I have no intention of removing stocks from DivGro! For the time being, then, I'll be overweight in Energy and Telecommunication Services.  

Full Disclosure: Long ETP, NTT, PNNT, PRE, SNP, VNR

Thanks for reading! Feel free to comment on this post... Do you try to diversify across different sectors? If so, is your target an equal number of holdings per sector? 


  1. Nice Post! I particularly liked that you evaluated your portfolio and determined which sectors your are current underweight and/or overweight and identified the exactly what you need to do to balance your portfolio. Having your plan detailed is half the work...good luck with your goal!

    1. Thanks FFJ! I've been looking at various ways of assessing DivGro and approaches to diversifying it. The thing is, I'm only buying one or two stocks per month, now, so it is important for me to consider candidates carefully and at the same time think about improving portfolio diversity.

  2. "GPC, HCP, ITW, K, LEG, LOW, MMM, NSRGY, SYY, V, and VZ"

    Keep them on your watch list for possible purchases down the road when the numbers look better. Those are the kind of companies I personally want to base my retirement on. I don't know, I guess having been through the great recession the sleep well at night factor is very important to me. Just my opinion of course.

    0 telecoms? I'm sure some Canadians will fit your numbers. Pretty sure RCI and TU would. You won't find Telus (TU) on the CCC lists because it started an American ADR just a couple years ago. It has a 9 soon to be 10 year streak in Canadian Dollars however. Anyways Chowder uses a relaxed number for utilities and telecoms. Chowder himself bought T for the Project 3 Million Portfolio just last month...

    Something to think about. Take care!

    1. Thanks for stopping by, CI, and for your great comments. I'm aware of Chowder's relaxed approach for utilities and telecoms. And, I'm not seriously suggesting that it is a good idea not to own any telecoms -- I do own two and have no plans of getting rid of them.

      As far as T is concerned, I've looked at it but the CAGR is just not there. In fact, the Chowder number for T is 7.6 right now, which is lower than the relaxed 8 for Telecoms... I do own T in another (income) portfolio, so I'm not against T -- just not as a dividend growth stock.

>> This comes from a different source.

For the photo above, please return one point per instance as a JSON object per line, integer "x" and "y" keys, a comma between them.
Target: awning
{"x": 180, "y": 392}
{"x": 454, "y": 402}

      Also, I appreciate your point about non-CCC stocks that would fit the numbers. I'm sure there are many out there. For me, it is very important to have a consistent source of financial data and the CCC list certainly provides that! Most of my analyses are done formulaically and, with a full-time career in an unrelated industry keeping me quite busy, I think I'll stick to using the CCC list exclusively.

      Having said that, please don't hesitate to continue to suggest candidates!

    2. I made a mistake deleting one telecom stock too many (along with four other faulty deletions). The change makes the target for telecom stock 1, not 0 anymore...

  3. Nice list. I like your initial screening process. I typically won't buy stocks yielding below 2% but I do have exceptions, V for instance. I do like a combination of higher yield and slower growth with lower yield and higher growth. I think a nice diversified mix of dividend growth stocks produces consistent dividend growth. I place a lot of emphasis on the 5-year CAGR. This plus the starting yield is a good indication of future growth. I don't use the Chowder rule religiously but have a modified approach to calculate a 10-year YOC. I like how everything has their own methods for screens but DG investors still end up with very similar purchases.

    Take care!

    1. Hi AAI -- for some reason I missed your comment. I agree that a good mix of higher yield/slower growth and lower yield/higher growth stocks would make up a more balanced portfolio, especially for younger investors with a lot of time on their side. Personally, I lean slightly towards higher yield/slower growth stocks, as my time is more limited.